The educational value in the context of cancer registries is important to consider as it can strengthen the outcomes already supported by registry data. The primary purpose of a cancer registry is to provide a data-driven source of information to improve patient outcomes. As highlighted using the example of outcome-based assessment of educational value through Kirkpatrick’s model, this can also be achieved through education. Despite this, education is currently not a priority use of registry data based on thematic analysis. While it is not a major theme, however the major themes presented by the authors of the publications included in this review can all be applied as an educational concept indirectly. This indicates the implicit educational feature of cancer registries rather than the explicit use of the data for educational purposes. This may in part be due to the challenges in assessing educational value, with greater emphasis placed on tangible data-driven outcomes, rather than the at times intangible educational outcomes. It is important to start to address this to fully harness the educational capabilities of cancer registries.

There were several limitations of our review including the small number of relevant studies and the heterogeneity of their study designs, which precluded meta-analysis. Given this heterogeneity, there is a range of external factors that could potentially bias the results of this review. This includes faculty recruitment, infrastructure investment and changes in workplace culture and methodological limitations of the included studies.
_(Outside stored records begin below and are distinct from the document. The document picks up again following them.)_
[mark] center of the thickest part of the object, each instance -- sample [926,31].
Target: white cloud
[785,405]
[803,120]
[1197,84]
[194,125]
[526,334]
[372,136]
All studies were published in high-income countries; hence, findings may not be generalizable nor representative of different sociocultural contexts where cancer registries may not be as established or resourced. Lastly, but importantly, the scope of this study only explored the educational value of cancer registries as found within published literature. Thus, a more comprehensive evaluation would necessitate consideration of other grey literature sources, such as annual reports or other documentation released by cancer registry organisations. These avenues represent promising future directions for further studies to better characterise educational value beyond what is found in the literature.

Ultimately, for current cancer registries, educational outcomes are often viewed as more of a coincidental but welcomed by-product, rather than a core objective. In the pursuit of improvement, education and learning hold a core role. If cancer registries are to maximise improvement, a deliberate and intentional focus on harnessing their educational value is paramount. Examining cancer registries through an educational lens permits a clearer focus on learning and continual improvement amongst all who interact with the registry, with the vast amount of data promising ample educational benefit.